When life is going along like the photos everyone posts on social media or their Christmas cards, life is easy. But oftentimes that is not reality. When things are not going our way what do we fall back on : our pride or God? When we vote in an election and the other candidate wins, do we root for him to do well or against him? When you felt you deserved the promotion at work and they pick someone else, do we wish that person well or hope for their failure? When you think your kid should be the quarterback of the football team and they pick another kid, do you want to see them throw interceptions or touchdowns? When the girl you thought would one day be your wife chooses another guy, do you seek their success or failure? The question really is when we feel slighted or jilted do we respond in prideful hurt and anger based on what we believe we deserve, or do we respond as a servant of God seeking the best for others and even praying for them?

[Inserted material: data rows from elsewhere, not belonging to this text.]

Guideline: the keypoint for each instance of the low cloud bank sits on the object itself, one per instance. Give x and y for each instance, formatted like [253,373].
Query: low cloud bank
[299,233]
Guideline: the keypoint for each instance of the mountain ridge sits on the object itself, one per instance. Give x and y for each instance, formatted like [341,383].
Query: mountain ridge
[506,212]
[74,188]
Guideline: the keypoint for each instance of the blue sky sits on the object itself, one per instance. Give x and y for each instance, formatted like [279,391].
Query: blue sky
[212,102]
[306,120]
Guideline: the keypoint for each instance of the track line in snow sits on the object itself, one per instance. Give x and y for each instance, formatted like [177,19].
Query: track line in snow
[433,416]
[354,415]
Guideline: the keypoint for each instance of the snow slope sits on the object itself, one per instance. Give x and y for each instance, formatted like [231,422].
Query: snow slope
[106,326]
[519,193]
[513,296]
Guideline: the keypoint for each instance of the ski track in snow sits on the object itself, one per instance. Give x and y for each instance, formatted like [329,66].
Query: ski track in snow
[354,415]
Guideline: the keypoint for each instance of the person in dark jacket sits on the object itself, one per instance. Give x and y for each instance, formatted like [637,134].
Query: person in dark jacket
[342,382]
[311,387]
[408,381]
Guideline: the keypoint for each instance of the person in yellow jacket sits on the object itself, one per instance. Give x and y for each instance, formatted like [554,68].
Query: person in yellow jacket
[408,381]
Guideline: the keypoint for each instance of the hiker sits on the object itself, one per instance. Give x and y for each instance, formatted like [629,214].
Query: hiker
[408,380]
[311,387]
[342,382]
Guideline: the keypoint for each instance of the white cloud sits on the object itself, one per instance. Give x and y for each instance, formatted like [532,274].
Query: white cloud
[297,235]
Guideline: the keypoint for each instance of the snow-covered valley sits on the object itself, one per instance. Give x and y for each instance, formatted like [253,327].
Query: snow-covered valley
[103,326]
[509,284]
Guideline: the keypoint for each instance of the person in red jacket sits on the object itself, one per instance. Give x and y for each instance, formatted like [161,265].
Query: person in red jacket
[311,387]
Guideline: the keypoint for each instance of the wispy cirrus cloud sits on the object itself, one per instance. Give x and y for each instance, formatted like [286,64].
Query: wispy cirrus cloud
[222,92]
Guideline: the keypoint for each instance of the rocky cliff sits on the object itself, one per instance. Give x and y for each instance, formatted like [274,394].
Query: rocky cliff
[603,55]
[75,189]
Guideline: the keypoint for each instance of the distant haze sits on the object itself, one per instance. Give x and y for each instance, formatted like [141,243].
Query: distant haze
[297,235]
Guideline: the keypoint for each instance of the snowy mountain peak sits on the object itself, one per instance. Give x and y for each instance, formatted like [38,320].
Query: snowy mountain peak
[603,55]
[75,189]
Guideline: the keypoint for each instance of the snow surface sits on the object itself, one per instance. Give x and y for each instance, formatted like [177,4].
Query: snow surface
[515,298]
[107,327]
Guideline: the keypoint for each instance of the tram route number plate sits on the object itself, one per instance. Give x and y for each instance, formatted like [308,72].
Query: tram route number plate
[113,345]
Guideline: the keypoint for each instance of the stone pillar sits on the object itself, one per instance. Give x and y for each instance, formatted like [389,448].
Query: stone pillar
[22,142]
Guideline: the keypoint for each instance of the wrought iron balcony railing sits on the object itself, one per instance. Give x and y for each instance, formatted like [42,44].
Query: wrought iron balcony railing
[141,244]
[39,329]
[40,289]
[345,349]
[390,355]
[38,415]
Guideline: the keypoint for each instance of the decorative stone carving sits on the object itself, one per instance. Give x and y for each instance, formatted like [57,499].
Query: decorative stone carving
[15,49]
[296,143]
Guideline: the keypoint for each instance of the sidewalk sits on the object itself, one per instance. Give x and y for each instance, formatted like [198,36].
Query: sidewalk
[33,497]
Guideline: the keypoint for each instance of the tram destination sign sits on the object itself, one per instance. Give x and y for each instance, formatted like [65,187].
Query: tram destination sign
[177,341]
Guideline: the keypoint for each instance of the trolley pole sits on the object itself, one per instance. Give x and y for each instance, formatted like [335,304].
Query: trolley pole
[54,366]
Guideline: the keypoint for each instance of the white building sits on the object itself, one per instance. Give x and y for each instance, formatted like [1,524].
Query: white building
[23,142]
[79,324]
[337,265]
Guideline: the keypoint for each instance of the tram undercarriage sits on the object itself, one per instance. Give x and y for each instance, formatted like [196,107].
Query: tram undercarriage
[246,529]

From the moment the children desired a king instead of Samuel, you can tell his pride is hurt. We read in 1 Samuel 8:7, "And the Lord said to Samuel, "Heed the voice of the people in all that they say to you; for they have not rejected you, but they have rejected Me, that I should not reign over them." Its understanding, God has faithfully led the people through his servant Samuel, and now that the people do not want Samuel's sons to lead them but desire a king, that Samuel's feelings were hurt. When Saul is being coronated at Gilgal in 1 Samuel 12, you can still see the hurt in Samuel. Notice Samuel's opening statements in 12:2-3, "And now here is the king, walking before you; and I am old and gray headed, and look, my sons are with you. I have walked before you from my childhood to this day. Here I am. Witness against me before the Lord and before His anointed: Whose ox have I taken, or whose donkey have I taken, or whom have I cheated? Whom have I oppressed, or from whose hand have I received any bribe...". After then recanting their nation's history and pointing to their folly in choosing a man over God, he concludes his public statement in 12:23, "Moreover, as for me, far be it from me that I should sin against the Lord in ceasing to pray for you; but I will teach you the good and the right way." Though his pride was hurt, he chose to follow God and not the dictates of a wounded pride. When Jesus was on the cross in pain, being mocked we witness no anger or pride, but instead He said in Luke 23:34, "Father, forgive them, for they do not know what they do." In Acts 14:19-20, we read, "...they stoned Paul and dragged him out of the city, supposing him to be dead. However, when the disciples gathered around him, he rose up and went into the city...". Paul did not act in prideful anger despite being stoned but lovingly went back in before those who stoned him and preached.

The reality of life is that we will all face disappointment and wounds to our pride. Oftentimes, if not careful, we can choose to lean on our own feelings and respond in anger and wishing another poorly. These are the times that we must lean on God and empty ourselves of pride. Samuel prayed for those who rejected him and his counsel. Jesus and Paul prayed for their accusers and attackers. These are the examples we should seek to follow when attacked and hurt. We read in 1 Peter 4:8, "And above all things have fervent love for one another, for "love will cover a multitude of sins."